15. The non-transitory computer-readable storage medium of claim 14, wherein the query is a natural language query.
16. The non-transitory computer-readable storage medium of claim 14, wherein the set of scores are generated based, at least in part, on a parameter comprising a size of text around the plurality of candidate locations.
17. (canceled)
18. The non-transitory computer-readable storage medium of claim 14, wherein generating the query comprises:
transforming the metadata of the document to produce transformed metadata; and
deriving the query from the transformed metadata.
19. The non-transitory computer-readable storage medium of claim 14, wherein the executable instructions further comprise instructions that further cause the computer system to cause a second neural network to modify subsequent metadata based, at least in part, on the set of scores.

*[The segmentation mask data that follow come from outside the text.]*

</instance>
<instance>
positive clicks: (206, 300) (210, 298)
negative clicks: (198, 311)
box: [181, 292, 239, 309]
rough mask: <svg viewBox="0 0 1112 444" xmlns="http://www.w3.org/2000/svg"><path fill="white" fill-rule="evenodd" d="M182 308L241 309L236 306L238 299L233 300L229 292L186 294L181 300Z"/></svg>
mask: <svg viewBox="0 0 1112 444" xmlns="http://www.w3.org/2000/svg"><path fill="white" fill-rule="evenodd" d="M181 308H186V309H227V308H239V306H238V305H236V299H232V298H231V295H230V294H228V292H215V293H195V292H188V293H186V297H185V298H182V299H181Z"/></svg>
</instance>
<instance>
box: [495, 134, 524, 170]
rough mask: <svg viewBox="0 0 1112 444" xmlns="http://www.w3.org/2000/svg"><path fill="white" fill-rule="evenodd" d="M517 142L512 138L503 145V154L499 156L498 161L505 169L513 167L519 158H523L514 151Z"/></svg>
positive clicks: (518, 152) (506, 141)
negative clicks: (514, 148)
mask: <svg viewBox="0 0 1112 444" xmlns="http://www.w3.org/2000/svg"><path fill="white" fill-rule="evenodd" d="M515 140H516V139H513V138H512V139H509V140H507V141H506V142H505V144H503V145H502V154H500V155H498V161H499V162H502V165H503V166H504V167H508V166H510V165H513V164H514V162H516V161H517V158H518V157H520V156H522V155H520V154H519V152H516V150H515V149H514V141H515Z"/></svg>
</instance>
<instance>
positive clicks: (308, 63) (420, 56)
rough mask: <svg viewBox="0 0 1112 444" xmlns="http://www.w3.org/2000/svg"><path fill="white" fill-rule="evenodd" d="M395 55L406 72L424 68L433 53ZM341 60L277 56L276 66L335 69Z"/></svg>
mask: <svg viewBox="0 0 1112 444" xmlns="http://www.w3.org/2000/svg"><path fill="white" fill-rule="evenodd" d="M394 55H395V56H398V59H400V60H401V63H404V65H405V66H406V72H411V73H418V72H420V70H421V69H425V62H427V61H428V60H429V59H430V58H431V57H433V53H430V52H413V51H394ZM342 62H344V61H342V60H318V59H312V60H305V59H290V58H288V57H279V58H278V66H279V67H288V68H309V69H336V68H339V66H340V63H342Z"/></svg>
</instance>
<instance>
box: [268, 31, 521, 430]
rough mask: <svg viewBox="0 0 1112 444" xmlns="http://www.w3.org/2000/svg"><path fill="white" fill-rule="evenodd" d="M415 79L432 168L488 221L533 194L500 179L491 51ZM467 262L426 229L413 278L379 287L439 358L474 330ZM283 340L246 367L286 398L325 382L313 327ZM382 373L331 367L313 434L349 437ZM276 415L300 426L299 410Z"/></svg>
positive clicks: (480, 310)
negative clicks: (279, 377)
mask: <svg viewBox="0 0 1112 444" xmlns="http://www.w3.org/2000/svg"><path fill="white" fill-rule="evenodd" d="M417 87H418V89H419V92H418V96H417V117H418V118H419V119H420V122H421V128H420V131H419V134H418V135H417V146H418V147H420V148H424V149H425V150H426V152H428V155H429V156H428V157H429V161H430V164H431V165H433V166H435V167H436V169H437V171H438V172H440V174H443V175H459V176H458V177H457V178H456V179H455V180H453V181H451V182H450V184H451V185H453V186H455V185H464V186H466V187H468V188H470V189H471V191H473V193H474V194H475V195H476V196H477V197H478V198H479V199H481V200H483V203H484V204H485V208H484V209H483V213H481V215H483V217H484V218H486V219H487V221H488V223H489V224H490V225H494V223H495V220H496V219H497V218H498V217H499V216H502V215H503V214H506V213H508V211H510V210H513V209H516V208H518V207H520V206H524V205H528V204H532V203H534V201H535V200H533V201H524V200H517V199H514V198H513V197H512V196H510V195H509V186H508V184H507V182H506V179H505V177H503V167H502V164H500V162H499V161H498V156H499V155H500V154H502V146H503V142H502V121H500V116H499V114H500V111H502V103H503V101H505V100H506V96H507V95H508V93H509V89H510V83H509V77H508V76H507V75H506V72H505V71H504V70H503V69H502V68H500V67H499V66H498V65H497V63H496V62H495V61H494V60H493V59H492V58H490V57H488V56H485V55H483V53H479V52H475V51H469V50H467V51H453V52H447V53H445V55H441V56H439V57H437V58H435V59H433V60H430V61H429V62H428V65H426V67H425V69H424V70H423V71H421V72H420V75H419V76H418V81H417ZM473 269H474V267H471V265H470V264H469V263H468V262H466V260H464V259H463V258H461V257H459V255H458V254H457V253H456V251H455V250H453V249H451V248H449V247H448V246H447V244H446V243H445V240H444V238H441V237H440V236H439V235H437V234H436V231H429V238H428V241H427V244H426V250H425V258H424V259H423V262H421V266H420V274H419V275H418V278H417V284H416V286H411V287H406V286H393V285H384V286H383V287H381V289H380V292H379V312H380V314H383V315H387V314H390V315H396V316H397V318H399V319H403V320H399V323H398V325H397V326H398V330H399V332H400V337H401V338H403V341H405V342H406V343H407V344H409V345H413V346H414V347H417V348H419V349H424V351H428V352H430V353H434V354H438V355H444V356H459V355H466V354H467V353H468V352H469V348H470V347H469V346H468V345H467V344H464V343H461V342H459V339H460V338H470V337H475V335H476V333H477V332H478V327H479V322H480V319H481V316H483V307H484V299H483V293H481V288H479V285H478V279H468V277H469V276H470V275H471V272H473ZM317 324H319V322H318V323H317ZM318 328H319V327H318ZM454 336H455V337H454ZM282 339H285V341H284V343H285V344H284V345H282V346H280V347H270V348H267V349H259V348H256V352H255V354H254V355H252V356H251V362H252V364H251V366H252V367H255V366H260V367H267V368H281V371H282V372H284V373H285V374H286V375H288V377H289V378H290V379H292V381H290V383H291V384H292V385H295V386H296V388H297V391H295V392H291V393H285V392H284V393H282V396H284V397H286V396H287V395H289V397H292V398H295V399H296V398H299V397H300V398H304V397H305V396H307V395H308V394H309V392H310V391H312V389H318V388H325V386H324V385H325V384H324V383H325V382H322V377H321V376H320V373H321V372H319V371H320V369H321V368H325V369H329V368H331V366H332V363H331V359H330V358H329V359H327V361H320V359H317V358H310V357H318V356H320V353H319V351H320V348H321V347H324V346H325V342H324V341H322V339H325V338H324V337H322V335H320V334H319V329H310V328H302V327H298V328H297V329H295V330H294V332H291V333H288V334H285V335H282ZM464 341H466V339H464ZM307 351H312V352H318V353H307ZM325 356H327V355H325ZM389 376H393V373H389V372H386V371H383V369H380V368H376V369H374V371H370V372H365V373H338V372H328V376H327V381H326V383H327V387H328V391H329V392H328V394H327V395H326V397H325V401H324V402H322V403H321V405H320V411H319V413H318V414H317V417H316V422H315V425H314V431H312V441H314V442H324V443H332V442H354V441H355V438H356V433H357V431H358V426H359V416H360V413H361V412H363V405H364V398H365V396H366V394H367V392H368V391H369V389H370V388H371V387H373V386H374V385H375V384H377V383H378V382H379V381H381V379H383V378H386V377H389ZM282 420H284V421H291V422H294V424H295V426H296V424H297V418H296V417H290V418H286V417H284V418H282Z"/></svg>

20. The non-transitory computer-readable storage medium of claim 14, wherein the executable instructions further comprise instructions that further cause the computer system to at least:
store a data object comprising the annotation; and
cause a second neural network to generate at least one of an inference or a prediction using the data object.
21. The system of claim 1, the computer-executable instructions include instructions that further cause the system to generate a dataset comprising the annotation, wherein the dataset is to be provided as input for training an additional neural network.
22. The system of claim 1, wherein the plurality of candidate locations are locations within an image of the document.
23. The method of claim 6, wherein the metadata is obtained from a markup language file.